The real reason is that Vringo hasn’t been performing well on the stock market since its 2010 IPO, and that trying to squeeze money from better-performing companies by threatening IP warfare based on software patents that should have never been granted looks like a more lucrative business to them.
For your information: you’ve likely never heard about Innovate/Protect because the company doesn’t actually build or sell things. Innovate/Protect is the owner of patent assets acquired from Lycos, a now-irrelevant search engine that was a big deal in the mid-late 1990s. In fact, Innovate/Protect’s chief executive officer, Andrew K. Lang, is the former CTO of Lycos and will serve in that role again at the combined entity after the merger transaction completes....
Guess what will likely happen next? That’s right, what we’ve all been waiting for: even more lawsuits that might stifle real innovation from real companies.
This Mr. Lang is the very Ken Lang who stars in the headlined
article on Tech Crunch, "Why Google Might Be Going to $0", by James Altucher, an investor in Vringo:
I’ve read the patent case. I watched Hal Varian’s video. Also look at this link on Google’s site where they describe their algorithm. Compare with the patent claim. I have a screenshot if they decide to take it down. $67 billion in revenues from this patent. Imagine: double that in the next ten years. Imagine: triple damages. So says folks like Microsoft. And they put their money where their mouth is. But what do *you* say? Is this acceptable to you? Seriously. Or not. Here's Seth Godwin's funny take today on Monetization and Fairness.
Vringo will have an $80 million market capitalization post their merger with I/P. NTP won $600 million from RIMM using the same lawyer. RIMM’s revenues are a drop in the bucket compared to Google. And compared to 1000s of Google’s customers who will be embarrassed when the lawyer shows up at their door also. That’s why I made my investment accordingly. Is Google going to take the risk this happens?
I doubt it.
You can think to yourself: “ugh, patent trolls are disgusting”. But the protection of intellectual property is what America is built on. Smart people invent things. Then they get to protect the intellectual property on what they invents. Other companies can’t steal that technology. That’s why we have such a problem outsourcing to China and other countries where we are worried they might steal our intellectual property. Patents are the defense mechanism for capitalism.
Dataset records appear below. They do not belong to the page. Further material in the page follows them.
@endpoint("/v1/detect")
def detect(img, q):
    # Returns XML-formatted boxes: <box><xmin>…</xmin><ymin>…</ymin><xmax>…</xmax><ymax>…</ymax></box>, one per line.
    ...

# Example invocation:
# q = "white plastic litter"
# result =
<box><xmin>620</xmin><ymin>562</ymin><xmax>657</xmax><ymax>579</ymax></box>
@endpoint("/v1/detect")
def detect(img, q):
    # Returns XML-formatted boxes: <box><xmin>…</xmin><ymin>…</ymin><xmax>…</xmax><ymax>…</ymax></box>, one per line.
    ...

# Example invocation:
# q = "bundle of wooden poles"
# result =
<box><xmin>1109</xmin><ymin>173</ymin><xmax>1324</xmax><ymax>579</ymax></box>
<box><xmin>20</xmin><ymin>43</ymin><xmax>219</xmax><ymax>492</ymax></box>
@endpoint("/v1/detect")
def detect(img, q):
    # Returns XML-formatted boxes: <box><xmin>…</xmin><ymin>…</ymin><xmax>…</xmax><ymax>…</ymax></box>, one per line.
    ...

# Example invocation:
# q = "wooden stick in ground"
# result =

Zero, the man says. How could Google's value be entirely from two software patents? I mean, do people visit Google because they are yearning to see ads? Or is there *other* value that this company created that other companies, whose executives can't build into successful companies like Google, hope to dip into for some free money? Or is this not even about money? What if it's an anticompetitive move? Now what do you think of it?
I wish it was possible to sue the USPTO for all the damage they created by issuing patents so recklessly. There is no penalty to them, other than reputational; but they've created a tax on success, because now the successful companies must defend against trolls with a handful of stupid patents, some of which companies are being sent out as proxies for others, who'd rather not be clearly highlighted in public, I suppose.
Well, hopefully the Antitrust Division at the Department of Justice will eventually take a look, a deep look, at all the coincidental or otherwise connections and take a stand to protect the US economy from this drain on innovation. Someone needs to fix the patent system before these software patent trolls destroy every successful US company by sucking its blood dry. Software and patents need to get a divorce.